The exciting outcomes and future plans of the MSB projects were on display at a Principal Investigators (PI) community meeting held over two days at NSF headquarters. This meeting was organized by the PIs and supported by the NSF BIO Division of Biological Infrastructure (home of NEON program management) and Division of Emerging Frontiers (home of the MSB program).

The meeting brought together representatives from most current MSB projects. While project leaders were in abundance, the meeting also placed a special emphasis on participation by early career researchers: faculty, post-docs, and graduate students.

Photo of a meeting room with scientific posters hanging on the walls.
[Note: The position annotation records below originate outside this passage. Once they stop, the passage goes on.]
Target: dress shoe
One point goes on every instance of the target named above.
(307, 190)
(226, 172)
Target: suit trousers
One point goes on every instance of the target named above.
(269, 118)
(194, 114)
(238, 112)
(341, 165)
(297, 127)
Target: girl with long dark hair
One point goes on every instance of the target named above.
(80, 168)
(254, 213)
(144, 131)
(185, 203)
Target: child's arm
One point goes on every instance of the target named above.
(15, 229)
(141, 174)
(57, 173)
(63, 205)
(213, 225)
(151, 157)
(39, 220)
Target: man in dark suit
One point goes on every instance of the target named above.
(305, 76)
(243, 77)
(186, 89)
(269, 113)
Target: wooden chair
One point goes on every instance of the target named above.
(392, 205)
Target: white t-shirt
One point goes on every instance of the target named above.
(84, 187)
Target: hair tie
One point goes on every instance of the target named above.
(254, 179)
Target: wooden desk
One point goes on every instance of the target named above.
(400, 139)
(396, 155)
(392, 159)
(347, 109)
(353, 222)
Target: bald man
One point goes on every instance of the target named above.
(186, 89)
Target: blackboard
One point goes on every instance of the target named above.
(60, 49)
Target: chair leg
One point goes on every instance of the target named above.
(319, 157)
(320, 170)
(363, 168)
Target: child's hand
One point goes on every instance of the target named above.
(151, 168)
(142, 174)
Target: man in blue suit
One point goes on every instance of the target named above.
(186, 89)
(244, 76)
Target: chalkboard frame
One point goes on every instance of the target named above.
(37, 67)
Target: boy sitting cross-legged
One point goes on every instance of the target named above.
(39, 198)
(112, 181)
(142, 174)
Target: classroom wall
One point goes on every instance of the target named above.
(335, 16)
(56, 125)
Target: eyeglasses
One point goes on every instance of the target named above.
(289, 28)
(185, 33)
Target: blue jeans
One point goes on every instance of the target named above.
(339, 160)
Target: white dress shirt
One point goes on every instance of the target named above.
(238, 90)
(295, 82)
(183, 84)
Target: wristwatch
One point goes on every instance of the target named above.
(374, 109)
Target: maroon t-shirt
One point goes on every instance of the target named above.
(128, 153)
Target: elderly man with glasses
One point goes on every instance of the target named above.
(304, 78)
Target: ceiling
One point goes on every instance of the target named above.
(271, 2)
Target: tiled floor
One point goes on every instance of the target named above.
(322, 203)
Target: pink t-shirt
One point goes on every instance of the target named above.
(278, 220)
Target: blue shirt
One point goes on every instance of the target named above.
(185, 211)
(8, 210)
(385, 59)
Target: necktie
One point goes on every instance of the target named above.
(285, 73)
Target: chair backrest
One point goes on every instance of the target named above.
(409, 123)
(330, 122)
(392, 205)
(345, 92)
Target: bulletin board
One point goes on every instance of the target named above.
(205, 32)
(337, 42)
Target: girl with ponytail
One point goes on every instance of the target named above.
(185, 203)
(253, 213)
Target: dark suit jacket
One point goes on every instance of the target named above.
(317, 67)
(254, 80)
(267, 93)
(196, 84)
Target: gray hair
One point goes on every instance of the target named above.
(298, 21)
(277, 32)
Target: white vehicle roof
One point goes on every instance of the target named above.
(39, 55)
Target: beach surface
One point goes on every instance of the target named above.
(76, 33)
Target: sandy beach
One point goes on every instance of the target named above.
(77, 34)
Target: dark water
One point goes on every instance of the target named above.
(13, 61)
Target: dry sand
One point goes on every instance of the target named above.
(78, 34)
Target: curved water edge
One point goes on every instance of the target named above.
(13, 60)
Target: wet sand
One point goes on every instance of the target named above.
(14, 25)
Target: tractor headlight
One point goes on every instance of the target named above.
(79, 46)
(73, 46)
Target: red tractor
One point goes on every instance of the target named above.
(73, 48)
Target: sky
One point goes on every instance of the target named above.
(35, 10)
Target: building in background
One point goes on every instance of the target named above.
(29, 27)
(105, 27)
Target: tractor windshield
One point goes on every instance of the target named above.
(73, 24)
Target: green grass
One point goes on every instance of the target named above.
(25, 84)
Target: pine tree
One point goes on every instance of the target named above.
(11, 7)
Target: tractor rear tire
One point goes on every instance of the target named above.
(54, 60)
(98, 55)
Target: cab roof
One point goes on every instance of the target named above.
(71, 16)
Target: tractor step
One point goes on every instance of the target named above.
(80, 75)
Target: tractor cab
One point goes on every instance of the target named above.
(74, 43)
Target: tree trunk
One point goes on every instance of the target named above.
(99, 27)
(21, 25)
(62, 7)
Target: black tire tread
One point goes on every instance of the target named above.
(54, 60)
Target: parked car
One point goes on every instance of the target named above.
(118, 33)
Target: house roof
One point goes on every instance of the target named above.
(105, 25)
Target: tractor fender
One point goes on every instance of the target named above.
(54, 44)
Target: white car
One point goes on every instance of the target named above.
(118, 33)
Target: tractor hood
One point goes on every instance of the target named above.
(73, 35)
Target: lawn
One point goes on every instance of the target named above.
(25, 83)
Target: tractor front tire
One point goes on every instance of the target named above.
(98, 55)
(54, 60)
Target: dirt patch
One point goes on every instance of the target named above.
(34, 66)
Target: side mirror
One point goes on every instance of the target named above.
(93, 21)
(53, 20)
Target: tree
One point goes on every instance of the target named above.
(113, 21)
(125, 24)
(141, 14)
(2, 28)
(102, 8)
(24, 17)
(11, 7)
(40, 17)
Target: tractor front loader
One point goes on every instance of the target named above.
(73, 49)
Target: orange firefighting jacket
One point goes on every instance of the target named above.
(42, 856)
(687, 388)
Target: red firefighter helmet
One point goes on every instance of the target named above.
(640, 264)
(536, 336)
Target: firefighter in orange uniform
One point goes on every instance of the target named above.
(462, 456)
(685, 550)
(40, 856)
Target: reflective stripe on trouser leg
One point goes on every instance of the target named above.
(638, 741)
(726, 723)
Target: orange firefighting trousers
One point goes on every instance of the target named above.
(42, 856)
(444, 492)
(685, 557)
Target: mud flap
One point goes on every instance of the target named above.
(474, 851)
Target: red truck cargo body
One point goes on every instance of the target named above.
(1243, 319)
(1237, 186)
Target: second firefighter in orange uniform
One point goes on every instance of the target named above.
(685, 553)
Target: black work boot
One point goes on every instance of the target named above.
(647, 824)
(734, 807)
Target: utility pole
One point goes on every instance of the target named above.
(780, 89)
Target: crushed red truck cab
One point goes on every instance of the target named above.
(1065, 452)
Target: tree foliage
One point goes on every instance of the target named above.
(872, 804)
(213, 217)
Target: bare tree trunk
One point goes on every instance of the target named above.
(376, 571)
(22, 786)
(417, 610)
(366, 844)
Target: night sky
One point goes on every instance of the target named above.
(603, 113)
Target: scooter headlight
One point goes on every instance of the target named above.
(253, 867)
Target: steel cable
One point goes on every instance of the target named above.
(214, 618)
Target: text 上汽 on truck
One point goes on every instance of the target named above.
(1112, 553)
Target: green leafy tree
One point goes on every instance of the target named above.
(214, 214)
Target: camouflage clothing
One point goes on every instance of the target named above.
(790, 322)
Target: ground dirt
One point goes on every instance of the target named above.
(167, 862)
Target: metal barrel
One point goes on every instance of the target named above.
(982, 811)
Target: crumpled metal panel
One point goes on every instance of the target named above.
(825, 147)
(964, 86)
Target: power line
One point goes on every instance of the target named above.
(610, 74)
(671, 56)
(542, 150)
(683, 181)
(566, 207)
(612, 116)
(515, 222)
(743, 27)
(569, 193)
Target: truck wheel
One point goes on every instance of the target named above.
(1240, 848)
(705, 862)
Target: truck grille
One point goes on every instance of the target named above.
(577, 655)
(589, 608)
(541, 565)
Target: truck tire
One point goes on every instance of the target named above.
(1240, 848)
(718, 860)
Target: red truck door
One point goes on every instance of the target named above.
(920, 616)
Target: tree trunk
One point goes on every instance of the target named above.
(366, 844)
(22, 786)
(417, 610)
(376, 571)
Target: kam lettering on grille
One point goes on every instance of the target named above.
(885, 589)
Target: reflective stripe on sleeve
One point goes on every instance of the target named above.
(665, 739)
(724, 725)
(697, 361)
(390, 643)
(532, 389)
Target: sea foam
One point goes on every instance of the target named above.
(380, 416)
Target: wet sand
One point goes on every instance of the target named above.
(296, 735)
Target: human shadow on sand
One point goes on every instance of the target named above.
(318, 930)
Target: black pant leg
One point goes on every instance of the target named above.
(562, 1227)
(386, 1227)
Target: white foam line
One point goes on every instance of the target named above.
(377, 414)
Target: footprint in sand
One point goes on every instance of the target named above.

About a dozen researchers are clustered around the posters talking with one another about their research.
The morning poster session allowed investigators to showcase their exciting outcomes and future plans for research.

The meeting kicked off on Thursday, September 29, with back-to-back poster sessions which provided time for all attendees to hear from other project representatives about their latest work. In the first round, the PIs presented their research. In the second round, the students and post-docs took the lead. The posters showcased investigators’ progress-to-date and future plans for MSB and early NEON science projects and featured outcomes from projects such as:

  • Developing models based on weather, climate, and population dynamics to predict the spread of White Nose Syndrome, a fungal disease decimating North American bats.
  • Pulling the signals of flying birds from the “noise” in weather radar network data, and generating a new observational tool for understanding migrations on a large scale.
  • Testing the limits of the biosphere components of major climate models over millennia scales, then fusing modern and paleo-ecology data, such as that found in tree rings and pollen preserved beneath lake beds, to create more robust representations.
  • Piloting a training approach for graduate students to develop first-hand experience in big-scale science through intensive fellowships that focus on team-science skills, data skills (access, sharing, wrangling and management) and synthesis projects that benefit a broad research community.
Dr. Cotton and a colleague stand in front of a scientific poster titled Mice-o-scapes: Using isotopes to understand the effect of climate and landscape change on small mammal ecology over the past 100 years.
Principal Investigator Dr. Jennifer Cotton describes her work on isotopic analysis during the poster session.

In addition to the project-specific presentations, on Thursday afternoon and Friday morning the attendees engaged in discussions about some major themes that cut across and unite the field of Macrosystems Biology, for example:

  • Putting theory developed at small scales to the test at much larger scales.
  • Developing mathematical models of complex biological processes over large spatial and temporal scales.
  • Addressing the challenges of interdisciplinary teamwork and data management, and training the next generation of researchers to do so effectively.
  • Working to integrate big data, theory, models, and experiments to make useful predictions (useful to scientists, resource managers, and the public).
A group of eight researchers, 5 men and 3 women, sit in chairs arranged in a circle in front of a wall displaying 5 scientific posters.
Small group discussions allowed the principal investigators to share and compare experiences working on large-scale projects.